First of all, we have several basic variables:

  1. 1)

    Ni = the number of prevalence sequences that can align to ARO entry Ai

  2. 2)

    Ci = the number of sequences that are currently classified to entry Ai

Then we define two indicators with the pre-trained bit-score cut-off. One is potential False-Negatives for some ARO entries, which we would like to reduce, and Coherence-ratio with respective to BLAST best-hits which we intend to maximize.

  1. A)

    FN-ambiguity:

If a prevalence sequence Si not annotated to the ARG Aj has (bit-score, percent identity) both larger than another sequence Sk which is annotated to the ARG, then Si is potential FN for this ARO. Let Mj = the number of such potential FN sequences, we have:

$$ F{N}_{ratio\left({A}_j\right)}={M}_j/{N}_j $$
(1)

Also, we say that each such (Si, Sj) is an FN-ambiguous pair for ARO Aj.

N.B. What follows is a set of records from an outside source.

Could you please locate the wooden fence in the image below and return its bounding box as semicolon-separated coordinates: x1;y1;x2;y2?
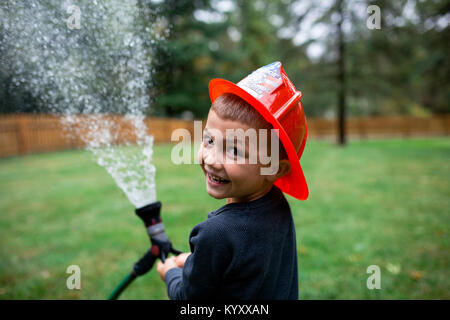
0;114;450;157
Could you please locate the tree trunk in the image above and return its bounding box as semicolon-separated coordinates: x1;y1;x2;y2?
337;0;346;146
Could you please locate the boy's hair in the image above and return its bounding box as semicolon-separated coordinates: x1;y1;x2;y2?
211;93;288;160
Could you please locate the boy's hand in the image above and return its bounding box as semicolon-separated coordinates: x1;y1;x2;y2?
175;252;191;268
156;257;178;281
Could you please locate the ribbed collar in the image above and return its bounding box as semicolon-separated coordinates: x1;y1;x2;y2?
208;185;284;218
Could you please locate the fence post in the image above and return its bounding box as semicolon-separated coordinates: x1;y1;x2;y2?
16;115;30;154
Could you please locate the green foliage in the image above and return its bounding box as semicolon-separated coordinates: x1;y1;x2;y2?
0;138;450;299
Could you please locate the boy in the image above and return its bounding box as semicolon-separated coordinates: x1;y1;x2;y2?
157;62;308;300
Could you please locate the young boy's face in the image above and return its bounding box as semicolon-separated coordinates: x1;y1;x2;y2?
198;111;288;203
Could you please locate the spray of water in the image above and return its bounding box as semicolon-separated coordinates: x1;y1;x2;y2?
0;0;167;208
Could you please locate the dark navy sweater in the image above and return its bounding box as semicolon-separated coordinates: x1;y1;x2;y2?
165;186;298;300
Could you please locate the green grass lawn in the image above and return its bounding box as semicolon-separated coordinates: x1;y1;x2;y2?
0;138;450;299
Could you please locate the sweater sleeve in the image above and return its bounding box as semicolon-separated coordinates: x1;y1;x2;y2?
165;219;231;300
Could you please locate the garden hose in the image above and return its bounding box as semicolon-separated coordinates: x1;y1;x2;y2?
108;201;181;300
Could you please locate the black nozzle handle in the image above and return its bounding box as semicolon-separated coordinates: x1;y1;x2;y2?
136;201;162;228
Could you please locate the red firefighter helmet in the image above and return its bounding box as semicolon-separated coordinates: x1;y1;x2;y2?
209;61;309;200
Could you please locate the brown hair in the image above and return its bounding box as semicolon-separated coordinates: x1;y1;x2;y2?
210;93;288;160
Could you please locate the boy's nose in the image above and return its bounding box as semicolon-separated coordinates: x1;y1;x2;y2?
200;148;222;169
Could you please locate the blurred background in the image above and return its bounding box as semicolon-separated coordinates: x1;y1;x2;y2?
0;0;450;299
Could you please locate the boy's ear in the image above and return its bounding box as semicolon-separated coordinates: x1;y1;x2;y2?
267;159;291;182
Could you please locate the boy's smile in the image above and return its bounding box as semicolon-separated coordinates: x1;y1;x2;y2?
198;111;288;203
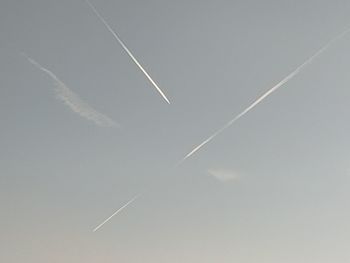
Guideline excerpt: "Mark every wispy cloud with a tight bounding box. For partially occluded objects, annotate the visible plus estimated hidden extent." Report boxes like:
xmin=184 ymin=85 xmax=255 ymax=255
xmin=85 ymin=0 xmax=170 ymax=104
xmin=22 ymin=53 xmax=119 ymax=127
xmin=93 ymin=195 xmax=140 ymax=232
xmin=178 ymin=26 xmax=350 ymax=165
xmin=208 ymin=169 xmax=240 ymax=182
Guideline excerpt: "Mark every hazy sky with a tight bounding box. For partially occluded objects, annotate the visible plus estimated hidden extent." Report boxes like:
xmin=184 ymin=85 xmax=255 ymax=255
xmin=0 ymin=0 xmax=350 ymax=263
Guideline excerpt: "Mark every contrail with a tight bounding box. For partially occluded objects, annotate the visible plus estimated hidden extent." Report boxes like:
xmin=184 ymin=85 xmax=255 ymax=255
xmin=85 ymin=0 xmax=170 ymax=104
xmin=93 ymin=195 xmax=140 ymax=232
xmin=22 ymin=53 xmax=119 ymax=127
xmin=177 ymin=29 xmax=350 ymax=165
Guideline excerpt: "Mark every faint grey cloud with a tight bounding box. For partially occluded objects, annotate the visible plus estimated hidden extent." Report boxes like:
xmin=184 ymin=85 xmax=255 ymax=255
xmin=208 ymin=169 xmax=240 ymax=182
xmin=22 ymin=53 xmax=119 ymax=127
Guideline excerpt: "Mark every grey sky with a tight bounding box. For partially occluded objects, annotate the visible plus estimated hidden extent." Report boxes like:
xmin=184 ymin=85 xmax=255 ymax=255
xmin=0 ymin=0 xmax=350 ymax=263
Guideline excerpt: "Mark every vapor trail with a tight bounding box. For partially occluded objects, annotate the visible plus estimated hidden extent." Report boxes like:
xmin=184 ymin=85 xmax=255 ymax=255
xmin=93 ymin=195 xmax=140 ymax=232
xmin=22 ymin=53 xmax=119 ymax=127
xmin=85 ymin=0 xmax=170 ymax=104
xmin=178 ymin=29 xmax=350 ymax=165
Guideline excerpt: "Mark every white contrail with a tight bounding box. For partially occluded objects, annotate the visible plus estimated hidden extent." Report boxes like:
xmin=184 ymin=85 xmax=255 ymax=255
xmin=178 ymin=29 xmax=350 ymax=165
xmin=85 ymin=0 xmax=170 ymax=104
xmin=93 ymin=195 xmax=140 ymax=232
xmin=22 ymin=53 xmax=119 ymax=127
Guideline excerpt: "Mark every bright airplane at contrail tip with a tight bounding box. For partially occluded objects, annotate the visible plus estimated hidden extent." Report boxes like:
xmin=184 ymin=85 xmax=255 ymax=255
xmin=85 ymin=0 xmax=170 ymax=104
xmin=178 ymin=29 xmax=350 ymax=165
xmin=93 ymin=195 xmax=140 ymax=232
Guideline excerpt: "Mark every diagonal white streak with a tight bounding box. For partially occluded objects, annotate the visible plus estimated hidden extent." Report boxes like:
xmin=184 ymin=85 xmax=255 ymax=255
xmin=178 ymin=29 xmax=350 ymax=165
xmin=85 ymin=0 xmax=170 ymax=104
xmin=22 ymin=53 xmax=119 ymax=127
xmin=93 ymin=195 xmax=140 ymax=232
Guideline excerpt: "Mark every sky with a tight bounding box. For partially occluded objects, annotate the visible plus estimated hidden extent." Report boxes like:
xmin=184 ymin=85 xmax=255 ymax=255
xmin=0 ymin=0 xmax=350 ymax=263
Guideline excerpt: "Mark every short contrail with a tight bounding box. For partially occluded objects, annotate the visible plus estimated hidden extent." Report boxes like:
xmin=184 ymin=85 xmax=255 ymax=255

For each potential FP sequence Si respect to ARO entry Aj, Ki = the number of sequences with lower (bit-score, identity) than Si and annotated to Gj. We can calculate the probability of the occurrence of FN-ambiguous for an ARO Aj by:

$$ P\mathrm{FN}-\mathrm{ambiguous}\ \mathrm{pair}=\frac{\sum Ki,j}{\left( Nj- Cj\right)\ast Cj} $$
(2)

In the worst case, each of the sequences not annotated to the entry (N-C) has (bit-score, identity) larger than all sequences annotated to the entry (C), then P = 1.

In the above example of MexF the FN-ratio is 0.79%, with PFN-ambiguous pair at 0.07%. Over the whole database, the mean (sequence-ambiguity-ratio, pair-ambiguity-ratio) is (3.1, 1.6%). We can see in Fig. 1 that both ratios gather below 5% with a smaller number of exceptions. Ratio coordinates of MexF, adeF, and entries with exceptionally high ratios are shown in Fig. 2.

  1. B)

    Coherence Ratio:

Fig. 1
figure1

Ambiguity for all ARGs in CARD

Fig. 2
figure2

Exceptional ARO entries with high-ambiguity ratios

For a prevalence sequence Si, suppose its best-hit ARO entry Ai (the entry with the highest BLASTP alignment bit-score. If current ARG type annotation of Si is also Ai, we say Si is a coherent instance for Ai. Let the number of coherent instances for Ai be TPi, and the total number of sequences with Aj as the best-hit ARO be Bj, we define:

$$ Coherence\ \left({A}_j\right)=T{P}_j/{B}_j $$
(3)

Since BLAST is the most well-established software to measure the homology between sequences, it’s reasonable to evaluate the coherence of the homology relationships given by CARD ARG models and BLASP alignment. We see that in many occasions that the ARG type annotation of the prevalence sequence is not its best-hit ARO entry. Take MexF (ARO: 3000804) mentioned in previous experiments as an example (Fig. 3). We see a large portion of prevalence sequences with MexF as their best-hits but annotated to adeF (red points in figure).

Fig. 3
figure3

Problem set of MexF

Since BLAST is the most recognized tool for evaluating homology between sequences, it’s preferable for the ARG identification models to be more coherent with the homology relationship according to BLAST. Therefore, we will seek to annotate more sequences to its best hit ARO entry. For the above example, it means to “recolor” all or a portion of red points (currently annotated to adeF) to MexF. However, the type change may cause an increase in the number of potential False-Negative in the space of adeF, shown in Fig. 4. To reflect the trade-off between, we set our objective function to be:

$$ {L}_{S,A}=\sum\Big( \frac{\mid {B}_i\mid }{\mid s\mid } Coherence\left({A}_i\right)-\frac{\mid {A}_i\mid }{\mid s\mid } FN\_ ratio\left({A}_i\right)\Big) $$
(4)
Fig. 4
figure4

Sequences with MexF as best BLAST hits but classified to adeF by CARD

where |Ai| is the number of sequences currently annotated to Ai, |S| is the total number of sequences.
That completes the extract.